- Promotional release poster
- Directed by: Thierry Notz
- Written by: Henry Dominic
- Based on: Watchers by Dean R. Koontz
- Produced by: Roger Corman
- Starring: Timothy Marlowe; Marc Singer; Tracy Scoggins; Jonathan Farwell; Irene Miracle;
- Cinematography: Edward J. Pei
- Edited by: Diane Fingado & Adam Wolfe
- Music by: Rick Conrad
- Production companies: Concorde Pictures Centaur Films
- Distributed by: International Video Entertainment
- Release date: August 16, 1990;
- Running time: 101 minutes
- Country: United States
- Language: English

= Watchers II =

Watchers II is the 1990 sequel to the 1988 horror film Watchers. Starring Marc Singer and Tracy Scoggins, the film is loosely based on the 1987 novel Watchers by Dean Koontz. It was released on August 16, 1990.

The film's writers were credited under a pseudonym as they were not members of the Writers Guild at the time.

==Plot==
The film continues the saga of two genetically altered life forms turned loose. One is a super-intelligent golden retriever with an uncanny ability to communicate and reason. The other is a hybrid monster, a non-human assassin created to track the dog and destroy all who come in contact with it.

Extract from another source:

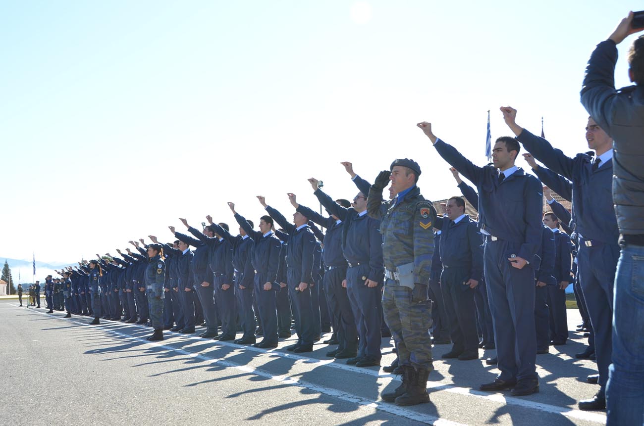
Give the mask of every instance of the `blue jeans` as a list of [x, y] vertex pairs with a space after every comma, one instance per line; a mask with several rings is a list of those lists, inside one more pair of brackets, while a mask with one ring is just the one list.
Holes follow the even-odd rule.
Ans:
[[606, 424], [639, 425], [644, 414], [644, 247], [621, 248], [614, 293]]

The golden retriever finds and befriends a fugitive from the Marine Corps. The clever dog prompts the Marine captain to call an animal psychologist from the top secret laboratory where the genetic manipulation occurred. Together with this trusted psychologist, they attempt to elude the murderous monster and the gory trail of death closing in on them.

==Cast==
- Timothy Marlowe
- Marc Singer
- Tracy Scoggins
- Jonathan Farwell
- Irene Miracle

==Release==
The sequel did not receive a theatrical release, and instead went straight-to-video on VHS and laser-disc formats. The film remained out-of-print for many years until September 23, 2003, when both this film and the original were released on a double feature DVD by Artisan Entertainment, although the release was eventually discontinued.

==Reception==

Variety wrote "Roger Corman’s second try at adapting Dean R. Koontz's bestseller is a marked improvement, yielding a suspenseful thriller."

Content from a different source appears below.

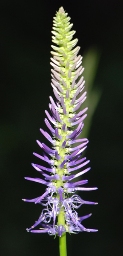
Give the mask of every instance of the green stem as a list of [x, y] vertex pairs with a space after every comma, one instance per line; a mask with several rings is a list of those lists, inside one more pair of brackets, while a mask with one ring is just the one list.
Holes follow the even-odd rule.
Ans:
[[[65, 224], [64, 211], [60, 211], [57, 218], [58, 225], [63, 225], [64, 227]], [[61, 237], [59, 236], [59, 250], [60, 256], [67, 256], [66, 232], [63, 233]]]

Scott Weinberg of eFilmCritic.com gave the film a 2.5 out of 5, and stated "Watchers 2 is an improvement of Empire Strikes Back proportions over its predecessor for one distinct reason: Part 2 doesn't have Corey Haim from Watchers in it. The plot is, not at all surprisingly, exactly the same as in the original Watchers, but none of the plot stuff really matters all that much. What's most interesting about Watchers 2 ('most' being a relative term) is that it actually seems to follow much more closely to the Dean Koontz source material than did the original. It's still a painly chintzy and woodenly delivered little affair, but if you happen to be a fan of the novel, Part 2 is the one you'd probably dig the 'most'."

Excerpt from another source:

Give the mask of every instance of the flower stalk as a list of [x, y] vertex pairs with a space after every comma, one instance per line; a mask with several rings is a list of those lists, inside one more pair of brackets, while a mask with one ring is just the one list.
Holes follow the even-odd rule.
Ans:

Walter Chaw of Film Freak Central described the film as "A joyless exercise".

J. P. Harris, in his 2001 book Time Capsule: Reviews of Horror, Science Fiction and Fantasy Films and TV Shows from 1987-1991, stated "While a marked improvement over Watchers, Watchers II is hardly more faithful to the wonderful novel; 'improvements' by scripter Dominic include several plot flaws. But the kernel of both films and book are still there. The monster has an awful rubbery suit by Dean Jones and William Star Jones, which is ineffective even as a shadow. The film gives Singer an opportunity to be laughably macho. As in the book, the best scenes are of the dog, played by golden retriever Dakai, using a computer and other displays of intelligence."